I started fretting about having to ask him to cut up my meal for me.

“If he finds that an issue, he’s not for you,” Mum said.

With Paul; happy together (Image: supplied)

That night, the moment we sat down, Paul offered to cut up my apricot chicken and I knew I’d found my soul mate.

Three years later, we were on holiday in Cradle Mountain, Tas.

We’d been for a walk and were having a glass of wine by the fire at our accommodation, when Paul suddenly knelt down.

“I’ve been carrying this around in my backpack because I’d like you to marry me,” he said, and gave me a gold toe ring.

At our wedding, Dad made a speech.

“Didn’t I always tell you that you’d find your person?” he said to me, grinning.

Paul and I did everything together as a team, relying mostly on his strong arms and my highly capable legs, and lived independently.

A few years ago, Paul had to go to hospital for an operation.

NDIS support came to help me cook, clean and dress.

It was invaluable so even when Paul got home from hospital we continued using the service.

It meant we could do fun things on the weekend like going to the beach or to music concerts, rather than chores.

NDIS support also helped me adapt my car so I could steer using a foot pedal.

Swimming in the ocean (Image: Kate Taylor)

“It’s so much better,” I told Paul. “Being all bent like a pretzel for every drive was starting to hurt my hips.”

Early in our relationship, Paul and I started doing ocean swims together and I got the bug, doing bigger swims.

This culminated in me completing a 10km swim around Old Woman Island, Qld, in April 2022.

I swam freestyle with fins and rolled to breathe.

I had an amazing support crew but it was seriously tough going.

When my feet touched the sand again five hours and 11 minutes later, Paul ran to hug me and we both cried.

“I’m so proud of you,” he said. I was, too.

The swim raised $13,000 for special schools on the Sunshine Coast, Qld.

In action (Image: supplied)

If it goes some way to enable kids with a disability to feel how I felt after that swim, then every metre, every kick was worth it.

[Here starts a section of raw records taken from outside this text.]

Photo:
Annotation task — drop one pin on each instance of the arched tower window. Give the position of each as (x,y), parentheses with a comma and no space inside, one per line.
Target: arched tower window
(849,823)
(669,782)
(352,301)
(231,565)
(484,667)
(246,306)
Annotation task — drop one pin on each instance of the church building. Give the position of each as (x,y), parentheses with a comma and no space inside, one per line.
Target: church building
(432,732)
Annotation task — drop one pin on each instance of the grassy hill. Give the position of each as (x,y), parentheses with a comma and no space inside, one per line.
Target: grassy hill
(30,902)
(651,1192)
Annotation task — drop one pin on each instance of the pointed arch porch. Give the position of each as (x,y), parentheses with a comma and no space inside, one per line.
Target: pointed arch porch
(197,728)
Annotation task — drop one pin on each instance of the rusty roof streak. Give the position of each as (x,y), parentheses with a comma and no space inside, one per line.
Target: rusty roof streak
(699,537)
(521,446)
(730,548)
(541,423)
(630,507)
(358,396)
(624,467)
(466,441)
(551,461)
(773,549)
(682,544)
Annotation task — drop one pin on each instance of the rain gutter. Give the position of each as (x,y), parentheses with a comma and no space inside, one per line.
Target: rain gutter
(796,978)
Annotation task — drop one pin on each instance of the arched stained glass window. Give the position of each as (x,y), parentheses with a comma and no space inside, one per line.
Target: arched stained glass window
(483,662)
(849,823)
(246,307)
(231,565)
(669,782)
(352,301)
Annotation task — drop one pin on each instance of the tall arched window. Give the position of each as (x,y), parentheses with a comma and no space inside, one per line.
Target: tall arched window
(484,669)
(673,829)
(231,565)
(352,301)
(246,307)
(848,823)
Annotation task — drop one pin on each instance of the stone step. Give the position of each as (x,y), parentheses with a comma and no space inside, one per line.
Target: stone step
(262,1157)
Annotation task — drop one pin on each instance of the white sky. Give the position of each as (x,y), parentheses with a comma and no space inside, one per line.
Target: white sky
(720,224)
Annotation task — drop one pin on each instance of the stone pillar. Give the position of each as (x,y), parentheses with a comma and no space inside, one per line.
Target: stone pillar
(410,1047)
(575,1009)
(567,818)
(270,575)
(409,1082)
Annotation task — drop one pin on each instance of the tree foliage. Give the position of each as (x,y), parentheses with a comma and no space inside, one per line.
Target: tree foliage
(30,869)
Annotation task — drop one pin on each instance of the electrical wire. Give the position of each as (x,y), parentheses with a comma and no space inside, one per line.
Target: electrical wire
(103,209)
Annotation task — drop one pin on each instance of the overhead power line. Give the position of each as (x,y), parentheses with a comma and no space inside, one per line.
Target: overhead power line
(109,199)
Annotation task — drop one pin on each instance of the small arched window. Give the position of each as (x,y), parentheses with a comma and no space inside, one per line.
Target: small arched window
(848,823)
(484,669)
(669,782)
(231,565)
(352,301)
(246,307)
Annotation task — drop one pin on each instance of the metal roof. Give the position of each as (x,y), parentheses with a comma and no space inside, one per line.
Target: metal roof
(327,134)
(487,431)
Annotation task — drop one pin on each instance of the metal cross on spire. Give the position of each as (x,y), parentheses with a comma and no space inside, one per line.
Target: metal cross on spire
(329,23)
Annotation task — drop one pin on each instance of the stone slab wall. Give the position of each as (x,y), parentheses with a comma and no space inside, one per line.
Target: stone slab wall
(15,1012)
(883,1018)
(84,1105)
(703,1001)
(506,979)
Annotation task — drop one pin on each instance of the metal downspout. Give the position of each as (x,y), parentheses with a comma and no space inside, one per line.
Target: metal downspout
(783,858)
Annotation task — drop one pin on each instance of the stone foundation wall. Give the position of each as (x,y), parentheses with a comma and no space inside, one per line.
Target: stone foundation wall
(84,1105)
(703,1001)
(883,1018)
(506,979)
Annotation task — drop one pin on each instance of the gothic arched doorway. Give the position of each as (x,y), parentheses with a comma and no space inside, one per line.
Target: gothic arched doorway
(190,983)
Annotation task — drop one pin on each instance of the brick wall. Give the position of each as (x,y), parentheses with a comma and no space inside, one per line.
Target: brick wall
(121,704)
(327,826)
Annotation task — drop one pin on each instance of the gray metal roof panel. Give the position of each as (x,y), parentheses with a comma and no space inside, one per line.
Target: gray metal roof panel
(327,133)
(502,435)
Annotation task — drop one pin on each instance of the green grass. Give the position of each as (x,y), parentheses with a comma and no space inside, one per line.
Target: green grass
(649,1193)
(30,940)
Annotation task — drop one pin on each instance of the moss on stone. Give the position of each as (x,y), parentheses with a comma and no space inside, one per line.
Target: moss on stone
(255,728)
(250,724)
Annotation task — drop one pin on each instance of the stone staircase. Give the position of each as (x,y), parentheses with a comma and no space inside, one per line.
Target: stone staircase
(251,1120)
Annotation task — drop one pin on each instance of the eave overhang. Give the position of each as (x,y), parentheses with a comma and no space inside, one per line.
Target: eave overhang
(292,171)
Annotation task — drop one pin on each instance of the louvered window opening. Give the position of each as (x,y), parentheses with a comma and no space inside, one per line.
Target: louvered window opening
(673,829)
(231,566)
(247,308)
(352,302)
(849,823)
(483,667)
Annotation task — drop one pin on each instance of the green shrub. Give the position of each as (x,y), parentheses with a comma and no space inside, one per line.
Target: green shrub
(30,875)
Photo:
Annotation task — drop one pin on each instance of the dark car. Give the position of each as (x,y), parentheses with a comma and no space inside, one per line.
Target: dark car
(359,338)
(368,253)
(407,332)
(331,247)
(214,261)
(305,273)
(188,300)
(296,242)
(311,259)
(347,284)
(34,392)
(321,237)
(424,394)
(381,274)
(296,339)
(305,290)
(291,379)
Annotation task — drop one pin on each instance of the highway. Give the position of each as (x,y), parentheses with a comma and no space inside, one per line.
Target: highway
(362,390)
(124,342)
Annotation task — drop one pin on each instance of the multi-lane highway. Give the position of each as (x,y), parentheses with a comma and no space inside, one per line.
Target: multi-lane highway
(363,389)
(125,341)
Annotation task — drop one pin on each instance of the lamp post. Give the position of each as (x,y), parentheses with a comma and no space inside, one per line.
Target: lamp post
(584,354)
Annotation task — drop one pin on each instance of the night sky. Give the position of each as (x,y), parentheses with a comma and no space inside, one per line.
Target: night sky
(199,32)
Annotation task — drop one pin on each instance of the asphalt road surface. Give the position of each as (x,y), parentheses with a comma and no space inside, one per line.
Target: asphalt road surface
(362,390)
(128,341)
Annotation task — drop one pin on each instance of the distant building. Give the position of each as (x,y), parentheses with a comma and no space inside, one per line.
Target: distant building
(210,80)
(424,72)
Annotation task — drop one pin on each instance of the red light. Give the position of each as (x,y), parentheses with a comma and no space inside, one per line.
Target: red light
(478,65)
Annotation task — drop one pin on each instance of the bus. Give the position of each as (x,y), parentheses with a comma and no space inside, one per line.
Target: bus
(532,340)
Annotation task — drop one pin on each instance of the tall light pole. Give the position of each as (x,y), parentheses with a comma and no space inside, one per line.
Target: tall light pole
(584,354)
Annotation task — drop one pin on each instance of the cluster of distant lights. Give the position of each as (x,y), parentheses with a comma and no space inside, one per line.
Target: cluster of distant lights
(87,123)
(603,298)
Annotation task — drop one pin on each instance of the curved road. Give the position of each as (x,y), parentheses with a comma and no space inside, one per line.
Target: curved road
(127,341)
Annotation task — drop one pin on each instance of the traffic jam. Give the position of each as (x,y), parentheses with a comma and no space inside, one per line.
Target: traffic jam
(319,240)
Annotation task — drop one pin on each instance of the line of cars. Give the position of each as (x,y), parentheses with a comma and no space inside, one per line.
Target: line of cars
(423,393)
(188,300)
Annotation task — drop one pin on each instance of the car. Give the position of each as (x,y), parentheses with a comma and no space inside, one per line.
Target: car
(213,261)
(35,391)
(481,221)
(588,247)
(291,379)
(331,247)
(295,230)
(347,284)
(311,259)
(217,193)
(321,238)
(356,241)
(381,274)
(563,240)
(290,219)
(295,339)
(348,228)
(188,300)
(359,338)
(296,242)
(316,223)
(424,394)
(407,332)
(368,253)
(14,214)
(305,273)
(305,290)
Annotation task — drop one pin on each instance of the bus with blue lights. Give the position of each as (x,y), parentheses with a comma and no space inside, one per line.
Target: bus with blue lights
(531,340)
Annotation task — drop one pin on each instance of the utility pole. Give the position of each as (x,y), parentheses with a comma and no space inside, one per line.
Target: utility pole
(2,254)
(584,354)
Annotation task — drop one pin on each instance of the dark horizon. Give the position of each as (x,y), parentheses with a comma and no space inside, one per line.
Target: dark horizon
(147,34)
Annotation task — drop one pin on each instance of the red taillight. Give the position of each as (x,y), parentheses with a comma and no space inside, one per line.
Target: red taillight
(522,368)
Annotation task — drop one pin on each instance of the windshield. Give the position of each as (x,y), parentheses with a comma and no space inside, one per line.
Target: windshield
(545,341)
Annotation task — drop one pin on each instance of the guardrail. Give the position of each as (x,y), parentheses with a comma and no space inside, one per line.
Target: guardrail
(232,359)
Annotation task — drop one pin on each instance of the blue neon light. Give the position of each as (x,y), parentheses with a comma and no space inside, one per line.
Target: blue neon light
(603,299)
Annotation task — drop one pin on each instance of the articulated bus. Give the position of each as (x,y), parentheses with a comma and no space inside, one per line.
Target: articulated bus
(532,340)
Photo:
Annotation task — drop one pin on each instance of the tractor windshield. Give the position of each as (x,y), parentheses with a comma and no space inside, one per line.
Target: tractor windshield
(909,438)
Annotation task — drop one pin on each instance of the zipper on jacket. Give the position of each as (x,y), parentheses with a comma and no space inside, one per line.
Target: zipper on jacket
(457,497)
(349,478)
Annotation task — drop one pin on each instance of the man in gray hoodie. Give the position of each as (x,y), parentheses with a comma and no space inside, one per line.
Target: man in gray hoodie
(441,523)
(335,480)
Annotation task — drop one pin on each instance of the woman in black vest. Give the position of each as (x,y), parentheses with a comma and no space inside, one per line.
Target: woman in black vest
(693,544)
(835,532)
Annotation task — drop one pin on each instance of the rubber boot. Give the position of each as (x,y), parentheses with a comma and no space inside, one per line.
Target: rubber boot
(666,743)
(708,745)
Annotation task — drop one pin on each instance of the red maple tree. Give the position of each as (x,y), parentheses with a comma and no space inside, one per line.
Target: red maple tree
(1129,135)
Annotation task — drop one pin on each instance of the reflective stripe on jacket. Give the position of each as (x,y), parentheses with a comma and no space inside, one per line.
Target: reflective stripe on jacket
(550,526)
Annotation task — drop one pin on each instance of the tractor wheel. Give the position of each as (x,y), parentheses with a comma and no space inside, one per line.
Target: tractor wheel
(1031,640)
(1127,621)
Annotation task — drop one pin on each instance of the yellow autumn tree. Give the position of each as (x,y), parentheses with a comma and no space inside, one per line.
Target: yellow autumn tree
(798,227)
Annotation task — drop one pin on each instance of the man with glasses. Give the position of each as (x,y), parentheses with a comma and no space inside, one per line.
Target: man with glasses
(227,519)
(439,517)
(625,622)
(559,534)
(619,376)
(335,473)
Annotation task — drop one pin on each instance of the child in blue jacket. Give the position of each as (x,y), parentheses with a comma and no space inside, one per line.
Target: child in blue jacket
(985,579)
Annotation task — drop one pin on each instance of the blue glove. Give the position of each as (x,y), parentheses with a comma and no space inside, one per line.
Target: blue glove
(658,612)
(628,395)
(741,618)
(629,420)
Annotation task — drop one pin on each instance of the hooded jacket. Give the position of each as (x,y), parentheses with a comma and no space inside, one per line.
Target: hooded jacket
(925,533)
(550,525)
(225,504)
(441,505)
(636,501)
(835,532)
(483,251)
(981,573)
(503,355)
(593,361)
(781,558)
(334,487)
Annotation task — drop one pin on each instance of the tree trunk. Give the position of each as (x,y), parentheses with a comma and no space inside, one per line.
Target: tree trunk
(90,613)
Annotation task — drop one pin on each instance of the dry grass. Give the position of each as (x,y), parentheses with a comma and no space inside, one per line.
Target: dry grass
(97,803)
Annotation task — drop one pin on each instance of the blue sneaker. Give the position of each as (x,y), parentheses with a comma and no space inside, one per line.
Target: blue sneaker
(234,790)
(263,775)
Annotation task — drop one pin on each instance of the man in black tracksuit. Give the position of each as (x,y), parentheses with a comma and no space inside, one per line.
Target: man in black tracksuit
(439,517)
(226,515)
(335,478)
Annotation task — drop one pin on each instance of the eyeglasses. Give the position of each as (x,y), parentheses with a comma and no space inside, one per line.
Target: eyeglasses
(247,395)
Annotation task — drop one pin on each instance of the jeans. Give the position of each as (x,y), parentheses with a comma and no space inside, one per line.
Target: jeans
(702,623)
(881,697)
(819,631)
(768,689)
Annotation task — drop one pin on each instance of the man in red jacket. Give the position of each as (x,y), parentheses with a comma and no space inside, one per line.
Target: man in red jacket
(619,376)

I’m set to do it again this year!

Paul and I decided having kids wasn’t for us.

Instead, we focus on living life to the full.

We’ve recently bought a caravan and plan to travel the NSW coastline, swimming in all 60 ocean pools along the way.

My disability has never defined me.

I have a wonderful life, a job I enjoy and a gorgeous husband.

I just happen to have been born without arms.